Cevap: "Kürt sorunu" nedir?
Demokratik ihanet
Mustafa ERKAL
merkal@istanbul.edu.tr
Yazy Tarihi: 24/05/2009
Son yıllarda demokratikleşme örtüsü altına saklanan ihanet, pis kokular saçmaya başladı. Türk Milleti sanki türlü zorluklar altında faturası ağır olan bir Kurtuluş Savaşı vermemiş, milli devletini kurmamış ve Osmanlı’dan birden 2000’li yıllara geçmişiz de devletin şeklini tartışıyor gibiyiz. Aslında, yaratılmak istenen bu ortam yeni de değildir. Milli Mücadeleyi ve Lozan’ı içine sindiremeyen sözde dost ve müttefiklerimiz, Milli Mücadeleyi bir iç isyan olarak görmüşler; Mustafa Kemal’in başında bulunduğu milli hareketi kullanamadıkları için içlerine sindirememişler ve Atatürk’ü de bir asi gibi değerlendirmişlerdir. ABD Kongre raporlarında bu durumun yer aldığı sıkça ifade edilmektedir.
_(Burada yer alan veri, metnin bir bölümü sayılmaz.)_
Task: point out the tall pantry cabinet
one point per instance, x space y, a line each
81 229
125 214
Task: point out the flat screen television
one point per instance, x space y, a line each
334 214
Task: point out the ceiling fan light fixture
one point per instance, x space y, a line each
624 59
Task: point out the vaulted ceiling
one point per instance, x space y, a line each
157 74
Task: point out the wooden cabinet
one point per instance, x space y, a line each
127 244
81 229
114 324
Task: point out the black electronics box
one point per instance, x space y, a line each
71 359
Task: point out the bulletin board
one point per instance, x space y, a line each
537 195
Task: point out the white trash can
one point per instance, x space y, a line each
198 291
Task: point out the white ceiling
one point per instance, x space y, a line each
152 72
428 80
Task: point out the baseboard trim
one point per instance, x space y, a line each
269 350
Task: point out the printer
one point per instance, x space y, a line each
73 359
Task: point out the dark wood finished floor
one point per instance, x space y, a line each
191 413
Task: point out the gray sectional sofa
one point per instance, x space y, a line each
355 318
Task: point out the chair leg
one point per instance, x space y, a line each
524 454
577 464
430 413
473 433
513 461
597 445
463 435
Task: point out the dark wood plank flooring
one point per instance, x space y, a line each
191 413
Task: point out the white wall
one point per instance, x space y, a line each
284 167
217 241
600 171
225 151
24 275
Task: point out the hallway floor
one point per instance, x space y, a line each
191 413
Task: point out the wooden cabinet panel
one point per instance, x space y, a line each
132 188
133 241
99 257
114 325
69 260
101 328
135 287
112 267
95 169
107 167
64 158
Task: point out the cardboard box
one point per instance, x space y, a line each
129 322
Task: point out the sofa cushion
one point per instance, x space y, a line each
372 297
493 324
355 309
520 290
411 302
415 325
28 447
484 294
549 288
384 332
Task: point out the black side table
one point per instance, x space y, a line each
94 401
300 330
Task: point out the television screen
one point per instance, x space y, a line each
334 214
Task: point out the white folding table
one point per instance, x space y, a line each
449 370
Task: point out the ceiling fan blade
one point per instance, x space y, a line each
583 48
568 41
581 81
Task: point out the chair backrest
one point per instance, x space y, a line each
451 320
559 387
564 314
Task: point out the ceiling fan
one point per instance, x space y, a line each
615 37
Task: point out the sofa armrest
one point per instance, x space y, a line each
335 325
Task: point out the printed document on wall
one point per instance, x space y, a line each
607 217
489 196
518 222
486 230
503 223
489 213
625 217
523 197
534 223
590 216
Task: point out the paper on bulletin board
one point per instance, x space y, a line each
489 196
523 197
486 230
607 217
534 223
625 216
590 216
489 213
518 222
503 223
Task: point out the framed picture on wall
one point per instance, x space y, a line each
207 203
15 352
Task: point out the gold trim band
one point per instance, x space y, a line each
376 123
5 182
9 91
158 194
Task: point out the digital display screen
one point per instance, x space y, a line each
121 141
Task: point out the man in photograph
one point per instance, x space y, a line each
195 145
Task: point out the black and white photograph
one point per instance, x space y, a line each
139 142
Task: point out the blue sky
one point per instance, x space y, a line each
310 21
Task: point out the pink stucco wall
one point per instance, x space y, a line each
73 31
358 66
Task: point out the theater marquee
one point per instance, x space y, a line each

1970’li yıllardan beri bölgesel kalkınma, ırkçı ve bölücü terör ve Kürtçülük konularının işlendiği birçok araştırma yapılmıştır. Anlamlı miktar ve kalitede denekler seçilmiş, çeşitli kurumlar bu araştırmaları gerçekleştirmişlerdir. Bunların hemen hemen hiç birinde Kürt ve Zaza olarak isimlendirilen vatandaşlarımızın büyük çoğunluğu çevrelerinde yaşadıkları sorunu bir etnik sorun, bir kimlik meselesi olarak görmemişler; Kürt sorunu şeklinde ise hiç değerlendirmemişlerdir. Kürt sorunu, bazı Kürtleri ve Zazaları kullanmak isteyenlerin sorunudur.
Dışarıdan ısmarlama sorun ithal edenler, her konuda ülkesi ile kavgalı olanlar ve bu işin kaymağını yiyen ve kullanan bazı siyasiler dışında konu bir etnik ayrımcılık noktasına taşınmamıştır. Nitekim, dün ve bugün bölücü ve etnik-ırkçı politika uygulayan, terör örgütünü doğrudan veya dolaylı destekleyen partiler, bekledikleri oyu Kürt ve Zaza vatandaşlarımızdan alamamışlardır. Ancak, son yıllarda uygulanan yanlış politikalar ve yönetenler tarafından yapılan ötekileştirmeler, milli kimlik inkarı, çokkültürlülük telkinleri, vatandaşlarda tahribat yaratmıştır. Kafalar karıştırılmıştır. Milli kimliği bir etnik grup gibi değerlendiren, kavrayıcı, kaynaştırıcı, bütünleştirici değerlendirmeleri dışlayan, farklılıkları kutsallaştıran, etnisite dalkavukluğu yapan bazı siyasetçiler, yaptıkları yemine uymamışlar, gaflet ve ihanet örnekleri sergilemişlerdir.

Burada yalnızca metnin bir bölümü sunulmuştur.